The converter also shows your CM / 360° value. This should be the same before and after conversion (our tool guarantees this). A good sanity check: if your cm/360 is between 20–60cm, you are in the normal competitive range.

Step 4: Apply and Adapt

Enter the converted sensitivity into your new game's settings. Expect a 1–3 day adaptation period even though the physical movement is identical — your brain needs time to re-associate the same muscle memory with the new game's visual feedback.

Most Common Game Conversions (With Formulas)

Valorant → CS2

Multiply your Valorant sensitivity by 3.18.

CS2 Sensitivity = Valorant Sensitivity × 3.18 Example: 0.3 × 3.18 = 0.954 in CS2

CS2 → Valorant

Divide your CS2 sensitivity by 3.18.

Valorant Sensitivity = CS2 Sensitivity ÷ 3.18 Example: 1.0 ÷ 3.18 = 0.314 in Valorant

CS2 → Apex Legends

Both games share the same yaw (0.022), so sensitivity is 1:1. No conversion needed.

Apex Sensitivity = CS2 Sensitivity (identical) Example: CS2 1.0 → Apex 1.0

Overwatch 2 → Valorant

Overwatch 2 uses a much smaller yaw value. Multiply your OW2 sensitivity by approximately 0.09.

Valorant Sensitivity ≈ Overwatch 2 Sensitivity × 0.09 Example: OW2 5.0 × 0.09 = 0.45 in Valorant

Note: Use our tool for exact values — the OW2 yaw involves a non-linear scaler at the outer range.

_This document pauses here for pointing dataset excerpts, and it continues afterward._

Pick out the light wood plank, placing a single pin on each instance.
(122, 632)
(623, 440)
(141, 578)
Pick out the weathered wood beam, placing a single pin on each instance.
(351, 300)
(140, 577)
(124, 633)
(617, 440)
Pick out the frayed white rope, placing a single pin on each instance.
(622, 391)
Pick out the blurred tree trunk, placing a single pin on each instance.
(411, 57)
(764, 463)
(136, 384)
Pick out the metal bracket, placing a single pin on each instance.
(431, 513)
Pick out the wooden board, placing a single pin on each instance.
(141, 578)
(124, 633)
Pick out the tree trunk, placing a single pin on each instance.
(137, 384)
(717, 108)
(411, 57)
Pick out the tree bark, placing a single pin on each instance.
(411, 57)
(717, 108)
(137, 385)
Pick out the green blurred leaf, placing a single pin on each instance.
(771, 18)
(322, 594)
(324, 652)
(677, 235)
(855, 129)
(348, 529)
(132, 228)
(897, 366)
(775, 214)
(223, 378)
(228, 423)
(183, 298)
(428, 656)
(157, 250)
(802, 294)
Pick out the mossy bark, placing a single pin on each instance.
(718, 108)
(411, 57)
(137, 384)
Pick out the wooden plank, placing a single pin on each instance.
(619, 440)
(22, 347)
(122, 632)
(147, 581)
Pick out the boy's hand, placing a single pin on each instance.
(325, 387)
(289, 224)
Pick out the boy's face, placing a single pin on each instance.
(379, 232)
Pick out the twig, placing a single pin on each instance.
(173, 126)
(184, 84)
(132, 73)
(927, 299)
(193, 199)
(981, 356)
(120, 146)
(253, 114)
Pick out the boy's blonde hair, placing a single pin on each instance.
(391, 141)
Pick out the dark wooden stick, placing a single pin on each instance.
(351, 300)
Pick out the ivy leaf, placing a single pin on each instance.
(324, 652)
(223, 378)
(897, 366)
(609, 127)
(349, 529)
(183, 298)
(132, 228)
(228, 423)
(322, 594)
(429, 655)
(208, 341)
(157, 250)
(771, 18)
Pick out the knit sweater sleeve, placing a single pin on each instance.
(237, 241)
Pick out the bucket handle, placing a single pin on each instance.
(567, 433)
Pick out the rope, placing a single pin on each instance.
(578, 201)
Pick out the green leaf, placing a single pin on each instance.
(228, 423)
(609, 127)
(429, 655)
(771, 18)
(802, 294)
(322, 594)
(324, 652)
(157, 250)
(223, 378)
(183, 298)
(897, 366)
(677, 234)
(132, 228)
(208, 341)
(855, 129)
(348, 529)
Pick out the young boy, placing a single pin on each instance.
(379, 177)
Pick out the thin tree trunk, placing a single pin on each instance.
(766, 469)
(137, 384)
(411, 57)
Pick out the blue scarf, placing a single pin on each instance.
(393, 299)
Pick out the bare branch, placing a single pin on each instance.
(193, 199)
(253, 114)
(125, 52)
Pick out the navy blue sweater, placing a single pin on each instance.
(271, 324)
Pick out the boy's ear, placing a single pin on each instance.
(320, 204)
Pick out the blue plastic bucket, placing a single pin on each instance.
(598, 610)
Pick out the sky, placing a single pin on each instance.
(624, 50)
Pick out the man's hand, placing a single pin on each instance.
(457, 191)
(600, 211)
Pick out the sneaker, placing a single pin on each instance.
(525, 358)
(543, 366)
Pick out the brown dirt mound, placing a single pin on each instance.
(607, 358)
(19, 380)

ADS Sensitivity: The Part Most Guides Miss

The converter handles hipfire sensitivity. When aiming down sights (ADS), most games use a separate sensitivity multiplier. Here are the key ADS settings for top games:

  • Valorant: Set "Scoped Sensitivity Multiplier" to 1.0 for consistent tracking. For monitor-distance matching (used by TenZ), set to 0.747.
  • CS2: Zoom sensitivity is set separately. For 1:1 match with Scout/AWP scoped view, set zoom_sensitivity_ratio to 0.818933 in console.
  • Apex Legends: Set ADS sensitivity to 1.0 (relative) in Mouse / Look options for hipfire-matched ADS.
  • Overwatch 2: "Relative Aim Sensitivity While Zoomed" at 37.03% matches hipfire for most heroes.

Why cm/360 is Better Than Raw Sensitivity Numbers

Sensitivity numbers are meaningless without context. Telling someone "I use 0.3 in Valorant" says nothing to a CS2 player. But saying "I use 30 cm/360" is immediately understood by any FPS player regardless of game. It is the universal aim language.

Professional teams increasingly standardize players' setups using cm/360 rather than game-specific sensitivity. When a player is switched from CS2 to Valorant for a team expansion, coaches set the new game to match the player's cm/360 from the old game — minimizing relearning time.

Common Conversion Mistakes

  • Forgetting to match DPI: The converter assumes your DPI stays constant. If you also change your DPI, your cm/360 will change. Only change one variable at a time.
  • Using in-game "sensitivity" sliders without understanding the scale: Rainbow Six Siege uses a "mouse sensitivity" that is NOT a standard yaw-multiplier — it includes a horizontal/vertical split and a zoom slider. Our converter handles this correctly.
  • Expecting instant adaptation: Even with a perfect conversion, your visual system needs 2–4 sessions to fully trust the new game's feel. Track your performance from day 3 onward, not day 1.

Conclusion: Set It and Lock It

The right sensitivity conversion is a one-time investment that protects all your aim training. Use the DCPROSENS converter, write down your cm/360, apply it to every game you play, and never change it on a whim. The pros call this "locking your eDPI" — your aim can only improve when the physical variable is constant.